I have been dreaming of my second wedding forever. Since before my first wedding. I always wanted to have a costume ball and a Halloween wedding. Even going so far as to requiring all of my invited guests to be in costume. Well, being that this is my second wedding and Steven's first, my dreams will remain dreams. Steven wants a traditional church wedding. Such a boring way to go, really. But, I guess I cannot expect much more from a southern Baptist-raised Momma's boy. And with that, I will allow his "church" wedding, sans zombies.

My taste in dresses has always been the same though. I LOVE Victorian/Burlesque style dresses. Corsets and bustles and lace, OH MY!I have decided the wedding will be very steampunk sexy. I love mustaches. They will have an avid part in the wedding design. Don't judge me.

I am so positive I can pull it off, except for my dress. I know it is going to be the most pricey element of the wedding. I am more worried about finding the dress. I have found a ton, but my figure does not fit in "normal" sizes. Ordering something online is out of the question. Unless I find someone who specializes in a Dolly Parton size.
I would love to find a super seamstress with tons of experience locally, to help create the buxom dress of my dreams.

Is it sad that I do not want any bridesmaids? I did this once, and I don't know, it just isn't for me. I only want my three little ladies beside me. I am not really sure who Steven wants on his side. He doesn't really have any "friends" he hangs out with. He is kind of a loner in that aspect. Except for me, but I will already be beside him, holding his hand.

I am also resisting the urge to chop all my hair off.
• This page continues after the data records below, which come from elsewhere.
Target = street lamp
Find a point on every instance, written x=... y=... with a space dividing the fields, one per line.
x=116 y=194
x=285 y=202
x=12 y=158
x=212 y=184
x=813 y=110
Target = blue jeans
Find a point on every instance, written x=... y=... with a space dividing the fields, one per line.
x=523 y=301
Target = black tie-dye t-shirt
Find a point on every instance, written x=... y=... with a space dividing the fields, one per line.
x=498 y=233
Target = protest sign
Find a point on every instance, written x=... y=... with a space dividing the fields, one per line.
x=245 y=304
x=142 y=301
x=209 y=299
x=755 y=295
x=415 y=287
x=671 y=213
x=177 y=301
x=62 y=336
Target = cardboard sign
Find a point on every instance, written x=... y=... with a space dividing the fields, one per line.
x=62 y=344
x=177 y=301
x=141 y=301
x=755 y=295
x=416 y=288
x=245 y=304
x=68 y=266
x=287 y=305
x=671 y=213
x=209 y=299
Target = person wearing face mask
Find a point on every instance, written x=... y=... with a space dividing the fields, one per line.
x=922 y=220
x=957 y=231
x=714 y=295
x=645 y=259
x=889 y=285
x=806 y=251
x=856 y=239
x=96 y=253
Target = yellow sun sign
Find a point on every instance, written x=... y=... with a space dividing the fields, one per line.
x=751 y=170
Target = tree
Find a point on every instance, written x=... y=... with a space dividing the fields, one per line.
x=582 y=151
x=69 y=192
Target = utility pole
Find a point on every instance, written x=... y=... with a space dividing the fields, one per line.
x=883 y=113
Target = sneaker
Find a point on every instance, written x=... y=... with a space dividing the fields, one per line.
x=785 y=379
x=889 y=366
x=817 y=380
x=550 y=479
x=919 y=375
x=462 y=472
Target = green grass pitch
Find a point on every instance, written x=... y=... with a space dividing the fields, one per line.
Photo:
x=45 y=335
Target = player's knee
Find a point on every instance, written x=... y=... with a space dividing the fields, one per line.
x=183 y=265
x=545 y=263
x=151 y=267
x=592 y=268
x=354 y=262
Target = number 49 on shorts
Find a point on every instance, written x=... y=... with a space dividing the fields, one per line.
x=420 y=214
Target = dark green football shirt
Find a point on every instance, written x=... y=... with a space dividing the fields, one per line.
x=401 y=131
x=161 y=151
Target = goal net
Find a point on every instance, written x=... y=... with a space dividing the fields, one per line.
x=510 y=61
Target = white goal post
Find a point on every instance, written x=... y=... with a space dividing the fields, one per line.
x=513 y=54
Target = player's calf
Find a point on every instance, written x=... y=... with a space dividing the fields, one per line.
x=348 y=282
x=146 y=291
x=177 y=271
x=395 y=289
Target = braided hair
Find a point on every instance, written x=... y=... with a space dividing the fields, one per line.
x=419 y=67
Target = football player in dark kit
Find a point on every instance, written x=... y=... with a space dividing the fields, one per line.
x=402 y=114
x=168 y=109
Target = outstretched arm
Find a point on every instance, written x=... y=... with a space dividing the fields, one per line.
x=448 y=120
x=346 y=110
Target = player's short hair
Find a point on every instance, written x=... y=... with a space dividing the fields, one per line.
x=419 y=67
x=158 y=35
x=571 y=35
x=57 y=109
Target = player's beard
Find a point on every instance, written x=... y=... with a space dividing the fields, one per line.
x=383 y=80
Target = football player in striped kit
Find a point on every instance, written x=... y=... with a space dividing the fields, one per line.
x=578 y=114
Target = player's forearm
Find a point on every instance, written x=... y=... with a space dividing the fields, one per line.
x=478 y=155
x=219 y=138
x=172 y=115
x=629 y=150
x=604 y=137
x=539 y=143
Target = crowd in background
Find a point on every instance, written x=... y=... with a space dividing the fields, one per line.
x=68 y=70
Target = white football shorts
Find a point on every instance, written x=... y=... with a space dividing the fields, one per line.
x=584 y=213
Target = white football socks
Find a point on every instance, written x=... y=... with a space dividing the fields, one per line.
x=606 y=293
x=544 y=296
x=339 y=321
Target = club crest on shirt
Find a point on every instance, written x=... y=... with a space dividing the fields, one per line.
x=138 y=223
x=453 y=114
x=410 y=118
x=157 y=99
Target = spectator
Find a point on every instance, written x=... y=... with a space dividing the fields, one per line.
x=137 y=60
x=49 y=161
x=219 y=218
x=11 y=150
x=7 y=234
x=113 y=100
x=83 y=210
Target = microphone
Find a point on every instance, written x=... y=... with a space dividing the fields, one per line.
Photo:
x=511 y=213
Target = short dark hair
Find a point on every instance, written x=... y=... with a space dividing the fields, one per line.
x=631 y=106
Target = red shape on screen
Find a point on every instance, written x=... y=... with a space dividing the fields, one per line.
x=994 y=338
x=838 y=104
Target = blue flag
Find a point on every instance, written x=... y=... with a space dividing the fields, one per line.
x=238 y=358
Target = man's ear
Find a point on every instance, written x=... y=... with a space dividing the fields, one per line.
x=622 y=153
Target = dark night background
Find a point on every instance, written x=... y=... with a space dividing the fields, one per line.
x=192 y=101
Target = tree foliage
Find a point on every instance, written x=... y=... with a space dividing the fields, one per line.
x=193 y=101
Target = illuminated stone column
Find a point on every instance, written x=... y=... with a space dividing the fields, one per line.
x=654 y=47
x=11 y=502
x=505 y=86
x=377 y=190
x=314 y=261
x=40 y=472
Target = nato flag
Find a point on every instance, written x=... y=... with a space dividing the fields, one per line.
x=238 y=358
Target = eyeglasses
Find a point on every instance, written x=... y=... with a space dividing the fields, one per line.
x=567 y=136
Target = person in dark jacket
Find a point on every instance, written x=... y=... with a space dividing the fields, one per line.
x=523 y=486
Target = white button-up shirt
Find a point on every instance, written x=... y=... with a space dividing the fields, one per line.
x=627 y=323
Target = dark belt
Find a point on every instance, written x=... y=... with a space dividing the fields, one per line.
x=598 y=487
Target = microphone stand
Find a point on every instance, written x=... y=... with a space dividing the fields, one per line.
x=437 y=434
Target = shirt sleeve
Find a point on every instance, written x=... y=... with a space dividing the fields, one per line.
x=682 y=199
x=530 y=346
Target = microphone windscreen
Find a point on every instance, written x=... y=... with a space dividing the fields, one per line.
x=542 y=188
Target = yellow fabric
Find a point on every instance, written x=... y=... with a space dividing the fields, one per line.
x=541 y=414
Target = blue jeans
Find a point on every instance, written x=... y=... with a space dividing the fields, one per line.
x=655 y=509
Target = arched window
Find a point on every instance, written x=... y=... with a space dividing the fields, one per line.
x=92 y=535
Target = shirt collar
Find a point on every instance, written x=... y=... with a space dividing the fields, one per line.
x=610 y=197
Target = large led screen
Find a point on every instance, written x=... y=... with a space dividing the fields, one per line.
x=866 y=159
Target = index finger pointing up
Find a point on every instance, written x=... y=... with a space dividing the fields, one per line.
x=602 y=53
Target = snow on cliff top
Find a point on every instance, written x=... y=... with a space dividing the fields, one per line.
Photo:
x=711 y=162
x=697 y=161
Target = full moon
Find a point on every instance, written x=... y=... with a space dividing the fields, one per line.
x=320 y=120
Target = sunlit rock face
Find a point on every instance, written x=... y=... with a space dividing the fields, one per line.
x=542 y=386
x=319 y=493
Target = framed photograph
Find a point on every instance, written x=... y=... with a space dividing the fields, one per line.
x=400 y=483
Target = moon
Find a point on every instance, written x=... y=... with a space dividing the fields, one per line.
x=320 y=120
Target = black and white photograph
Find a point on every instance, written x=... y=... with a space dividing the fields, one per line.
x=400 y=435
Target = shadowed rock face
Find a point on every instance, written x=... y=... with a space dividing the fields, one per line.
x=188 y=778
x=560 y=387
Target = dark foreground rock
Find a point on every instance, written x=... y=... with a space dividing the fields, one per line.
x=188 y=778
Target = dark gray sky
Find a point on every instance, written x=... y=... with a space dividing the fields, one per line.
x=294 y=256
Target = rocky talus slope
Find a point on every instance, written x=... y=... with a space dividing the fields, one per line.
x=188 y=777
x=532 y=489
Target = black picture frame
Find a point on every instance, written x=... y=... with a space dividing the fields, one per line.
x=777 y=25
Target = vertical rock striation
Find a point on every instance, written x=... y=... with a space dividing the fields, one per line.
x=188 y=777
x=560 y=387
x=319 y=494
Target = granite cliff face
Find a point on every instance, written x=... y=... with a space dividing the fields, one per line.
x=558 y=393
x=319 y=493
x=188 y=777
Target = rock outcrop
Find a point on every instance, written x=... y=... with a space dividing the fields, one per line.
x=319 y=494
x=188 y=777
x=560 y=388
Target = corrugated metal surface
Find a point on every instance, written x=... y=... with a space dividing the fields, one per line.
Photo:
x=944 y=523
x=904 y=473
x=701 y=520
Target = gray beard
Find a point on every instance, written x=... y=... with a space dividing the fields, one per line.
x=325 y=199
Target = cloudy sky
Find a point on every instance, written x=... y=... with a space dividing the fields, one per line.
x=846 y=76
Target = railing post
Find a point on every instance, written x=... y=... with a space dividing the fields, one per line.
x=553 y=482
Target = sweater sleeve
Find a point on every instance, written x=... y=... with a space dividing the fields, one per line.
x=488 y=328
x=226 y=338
I envision long curly tendrils, bouncing my neckline and either a fancy mini top hat of sorts or some feathery little fascinator pinning the curls up behind my right ear.

Fancy lace fingerless gloves is a must. And they have to go to my elbow. Still not sure about the cake, but it will be a spectacular creation. Bottles of poison on the tables and black flowers. Lace and clocks everywhere.

I hate it when my mind get fixated on something creative like this. I feel like I am always about to explode. Its always on my mind, which is going a bajillion miles a minute. Complete thoughts become a jumbled fragmented mess. I have a hard time expressing them verbally. I wish I could draw. I have the same problem with dreams. I can see them in my mind and remember, but to try and verbally reconstitute details is impossible. Freaky. I don't understand me sometimes.

I am thinking a mid-late September evening wedding..and I think it is gonna be epic.

1 comment:

  1. We can blend ur dreams and his together!! Hey we could have Halloween bacholette party!! Or a traditional wedding and a Halloween themed reception, it will also show that part of being married is meeting each other half way!!!!! I would defintly have no prob wearing something appropriate to the wedding and changing into zombie attire for the reception!! And as far as bridesmaids I think ur three beautiful princesses will be perfect for that job!!!